Risk-Adjusted Performance

13 of 100

 
Weak
 
Strong
Good
Compared to the overall equity markets, risk-adjusted returns on investments in MasTec Inc are ranked lower than 13 (%) of all global equities and portfolios over the last 90 days. In spite of fairly unsteady basic indicators, MasTec showed solid returns over the last few months and may actually be approaching a breakup point.
MYR Group 

Risk-Adjusted Performance

16 of 100

 
Weak
 
Strong
Solid
Compared to the overall equity markets, risk-adjusted returns on investments in MYR Group are ranked lower than 16 (%) of all global equities and portfolios over the last 90 days. Despite nearly weak basic indicators, MYR reported solid returns over the last few months and may actually be approaching a breakup point.

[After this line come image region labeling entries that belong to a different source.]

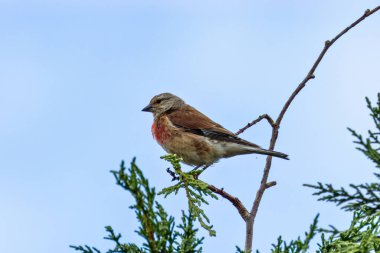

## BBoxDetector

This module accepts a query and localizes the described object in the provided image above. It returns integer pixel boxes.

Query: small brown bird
[142,93,288,166]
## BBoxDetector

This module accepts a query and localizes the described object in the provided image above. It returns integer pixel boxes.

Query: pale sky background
[0,0,380,253]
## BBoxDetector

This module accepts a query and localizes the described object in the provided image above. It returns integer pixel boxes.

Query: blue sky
[0,0,380,253]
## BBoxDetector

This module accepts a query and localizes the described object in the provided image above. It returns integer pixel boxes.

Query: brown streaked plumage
[143,93,288,166]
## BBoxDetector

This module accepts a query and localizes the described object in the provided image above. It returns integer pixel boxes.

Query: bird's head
[142,93,185,117]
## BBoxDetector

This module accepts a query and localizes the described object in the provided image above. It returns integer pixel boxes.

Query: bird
[142,92,289,167]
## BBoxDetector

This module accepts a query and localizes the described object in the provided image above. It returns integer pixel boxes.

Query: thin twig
[245,6,380,252]
[235,114,274,135]
[208,185,249,221]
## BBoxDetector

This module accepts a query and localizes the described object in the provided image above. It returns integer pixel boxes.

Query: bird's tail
[246,147,289,160]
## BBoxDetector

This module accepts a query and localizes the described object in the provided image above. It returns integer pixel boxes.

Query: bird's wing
[167,105,260,148]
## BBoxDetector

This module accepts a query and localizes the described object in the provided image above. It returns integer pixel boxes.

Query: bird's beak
[141,105,152,112]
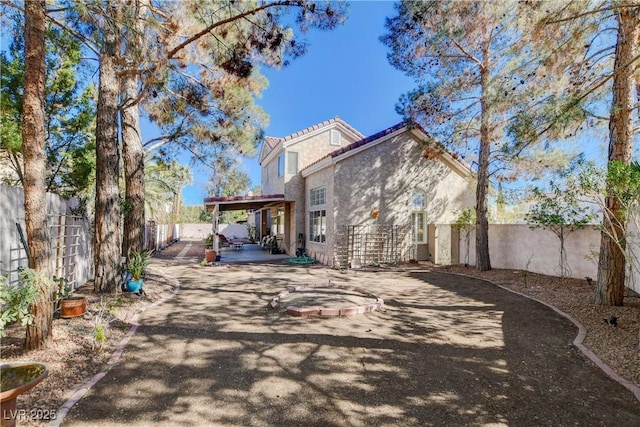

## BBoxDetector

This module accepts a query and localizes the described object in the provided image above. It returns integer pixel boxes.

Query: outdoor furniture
[218,234,244,251]
[218,234,231,249]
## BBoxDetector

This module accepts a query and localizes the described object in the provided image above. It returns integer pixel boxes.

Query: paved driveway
[63,263,640,426]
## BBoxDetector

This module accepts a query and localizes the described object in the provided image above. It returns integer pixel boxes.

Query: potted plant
[53,276,87,319]
[126,251,151,292]
[0,268,40,338]
[204,233,218,263]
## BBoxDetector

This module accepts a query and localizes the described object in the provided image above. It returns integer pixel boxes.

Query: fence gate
[8,215,88,289]
[334,225,408,268]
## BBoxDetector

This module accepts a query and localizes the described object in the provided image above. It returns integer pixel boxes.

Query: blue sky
[182,1,414,205]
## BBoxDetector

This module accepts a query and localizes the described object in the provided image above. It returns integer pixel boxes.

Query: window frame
[329,129,342,147]
[278,152,285,178]
[285,151,299,175]
[309,186,327,207]
[308,209,327,244]
[410,188,429,244]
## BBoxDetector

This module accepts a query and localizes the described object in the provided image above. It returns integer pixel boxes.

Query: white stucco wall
[261,156,284,194]
[460,224,600,280]
[335,131,475,231]
[304,166,338,265]
[305,131,475,266]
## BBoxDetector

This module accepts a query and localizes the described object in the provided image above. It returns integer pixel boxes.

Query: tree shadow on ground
[65,265,640,426]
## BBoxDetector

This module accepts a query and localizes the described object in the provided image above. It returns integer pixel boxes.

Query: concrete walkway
[63,248,640,426]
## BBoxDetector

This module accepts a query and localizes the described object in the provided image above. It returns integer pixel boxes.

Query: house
[205,118,475,266]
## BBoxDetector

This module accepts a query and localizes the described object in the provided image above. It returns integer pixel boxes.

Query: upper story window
[329,129,342,145]
[411,188,428,243]
[309,187,327,206]
[278,153,284,177]
[411,188,427,210]
[287,151,298,175]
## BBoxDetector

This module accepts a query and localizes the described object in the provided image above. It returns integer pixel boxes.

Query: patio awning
[204,194,285,212]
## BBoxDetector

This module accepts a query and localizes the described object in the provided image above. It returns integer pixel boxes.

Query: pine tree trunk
[22,0,53,350]
[121,75,145,254]
[476,44,491,271]
[94,13,121,293]
[594,8,640,305]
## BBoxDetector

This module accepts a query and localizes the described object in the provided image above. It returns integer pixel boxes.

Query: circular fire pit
[269,282,384,317]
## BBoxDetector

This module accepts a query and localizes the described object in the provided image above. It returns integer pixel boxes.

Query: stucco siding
[303,166,337,265]
[262,157,284,194]
[287,127,355,170]
[335,131,474,231]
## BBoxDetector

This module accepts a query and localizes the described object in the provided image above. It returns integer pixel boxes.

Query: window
[309,187,327,206]
[274,208,284,234]
[309,209,327,243]
[329,129,342,145]
[411,212,427,243]
[287,151,298,175]
[278,153,284,177]
[411,188,427,209]
[411,188,427,243]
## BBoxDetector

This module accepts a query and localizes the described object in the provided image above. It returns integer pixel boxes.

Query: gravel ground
[0,270,174,426]
[0,251,640,426]
[439,266,640,387]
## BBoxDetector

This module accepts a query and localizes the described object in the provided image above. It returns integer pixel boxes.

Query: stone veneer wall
[304,165,338,265]
[305,131,475,263]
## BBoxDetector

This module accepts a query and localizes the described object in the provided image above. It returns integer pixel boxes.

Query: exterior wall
[0,185,93,287]
[334,131,474,254]
[460,224,600,280]
[261,156,284,194]
[180,222,214,240]
[302,166,339,265]
[287,126,356,170]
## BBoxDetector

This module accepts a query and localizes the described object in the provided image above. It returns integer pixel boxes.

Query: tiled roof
[304,122,412,169]
[264,117,364,149]
[327,122,408,157]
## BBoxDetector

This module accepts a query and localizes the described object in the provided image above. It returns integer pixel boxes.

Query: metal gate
[334,225,409,268]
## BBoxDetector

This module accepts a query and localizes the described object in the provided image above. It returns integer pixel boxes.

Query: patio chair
[218,234,231,249]
[218,234,244,251]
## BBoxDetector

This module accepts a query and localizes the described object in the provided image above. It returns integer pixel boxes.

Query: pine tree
[22,0,53,349]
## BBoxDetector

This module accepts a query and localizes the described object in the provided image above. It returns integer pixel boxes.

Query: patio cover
[204,194,284,212]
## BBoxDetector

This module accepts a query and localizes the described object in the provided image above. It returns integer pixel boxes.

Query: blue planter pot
[127,279,142,292]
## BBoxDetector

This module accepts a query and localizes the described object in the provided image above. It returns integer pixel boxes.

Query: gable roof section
[259,117,364,164]
[301,121,472,176]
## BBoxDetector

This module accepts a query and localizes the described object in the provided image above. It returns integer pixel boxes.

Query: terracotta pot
[0,362,48,427]
[60,297,87,319]
[127,279,142,292]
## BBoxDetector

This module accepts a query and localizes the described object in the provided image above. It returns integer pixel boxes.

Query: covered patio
[204,194,295,261]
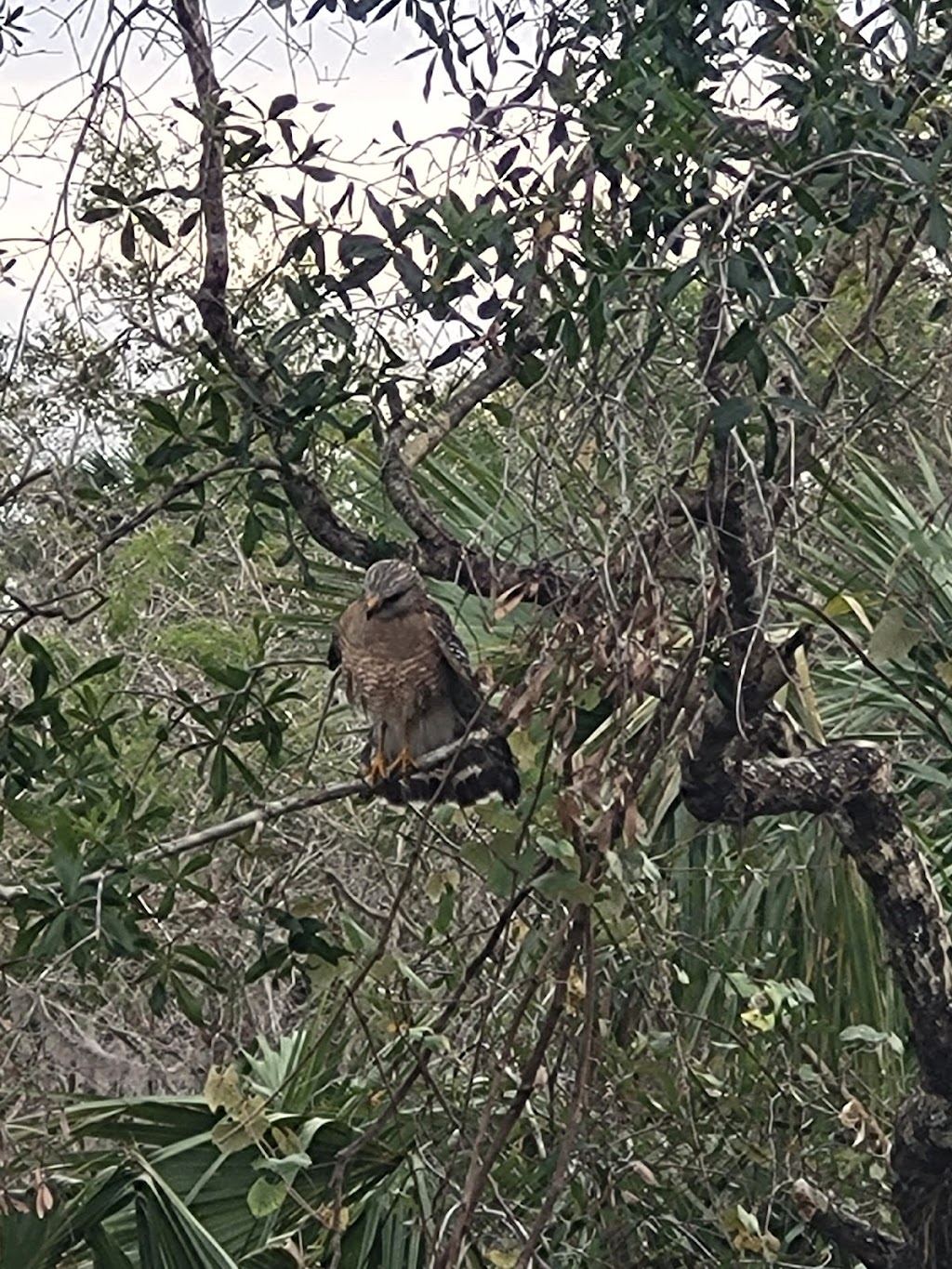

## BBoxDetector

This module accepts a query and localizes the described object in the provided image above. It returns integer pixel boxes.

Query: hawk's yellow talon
[387,745,416,775]
[364,748,389,785]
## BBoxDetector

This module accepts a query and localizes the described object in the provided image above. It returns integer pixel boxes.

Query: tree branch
[792,1178,906,1269]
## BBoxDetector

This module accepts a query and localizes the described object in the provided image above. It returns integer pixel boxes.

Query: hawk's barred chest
[340,601,445,714]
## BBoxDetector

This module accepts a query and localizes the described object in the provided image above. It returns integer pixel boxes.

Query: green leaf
[532,870,595,907]
[208,745,229,806]
[119,213,136,260]
[247,1176,287,1221]
[925,198,948,255]
[73,653,126,688]
[720,321,757,362]
[747,340,769,389]
[711,397,750,439]
[241,511,264,560]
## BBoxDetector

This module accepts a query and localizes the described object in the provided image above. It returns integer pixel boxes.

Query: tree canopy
[0,0,952,1269]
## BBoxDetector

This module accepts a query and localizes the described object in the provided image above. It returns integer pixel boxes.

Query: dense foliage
[0,0,952,1269]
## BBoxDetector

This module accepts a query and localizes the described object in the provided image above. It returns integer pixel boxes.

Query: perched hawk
[327,560,519,806]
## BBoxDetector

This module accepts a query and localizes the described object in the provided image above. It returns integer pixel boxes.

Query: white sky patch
[0,0,465,330]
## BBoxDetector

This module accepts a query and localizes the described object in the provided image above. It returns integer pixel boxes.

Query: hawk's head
[363,560,423,616]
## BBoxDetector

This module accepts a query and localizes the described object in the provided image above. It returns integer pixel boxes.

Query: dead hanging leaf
[313,1203,350,1234]
[631,1158,657,1185]
[493,583,525,622]
[823,590,872,635]
[555,792,581,838]
[622,800,647,846]
[868,608,923,665]
[33,1172,53,1221]
[565,964,587,1014]
[202,1066,244,1113]
[486,1248,519,1269]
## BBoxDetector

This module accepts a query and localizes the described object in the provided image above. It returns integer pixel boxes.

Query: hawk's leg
[387,745,416,775]
[364,723,390,785]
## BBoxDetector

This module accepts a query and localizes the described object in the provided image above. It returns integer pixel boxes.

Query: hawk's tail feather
[363,734,521,806]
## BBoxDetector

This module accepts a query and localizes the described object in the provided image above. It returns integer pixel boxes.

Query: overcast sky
[0,0,461,330]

MasTec and MYR Volatility Contrast

   Predicted Return Density   
       Returns  

Pair Trading with MasTec and MYR

The main advantage of trading using opposite MasTec and MYR positions is that it hedges away some unsystematic risk. Because of two separate transactions, even if MasTec position performs unexpectedly, MYR can make up some of the losses. Pair trading also minimizes risk from directional movements in the market. For example, if an entire industry or sector drops because of unexpected headlines, the short position in MYR will offset losses from the drop in MYR's long position.
The idea behind MasTec Inc and MYR Group pairs trading is to make the combined position market-neutral, meaning the overall market's direction will not affect its win or loss (or potential downside or upside). This can be achieved by designing a pairs trade with two highly correlated stocks or equities that operate in a similar space or sector, making it possible to obtain profits through simple and relatively low-risk investment.
Check out your portfolio center.
Note that this page's information should be used as a complementary analysis to find the right mix of equity instruments to add to your existing portfolios or create a brand new portfolio. You can also try the Correlation Analysis module to reduce portfolio risk simply by holding instruments which are not perfectly correlated.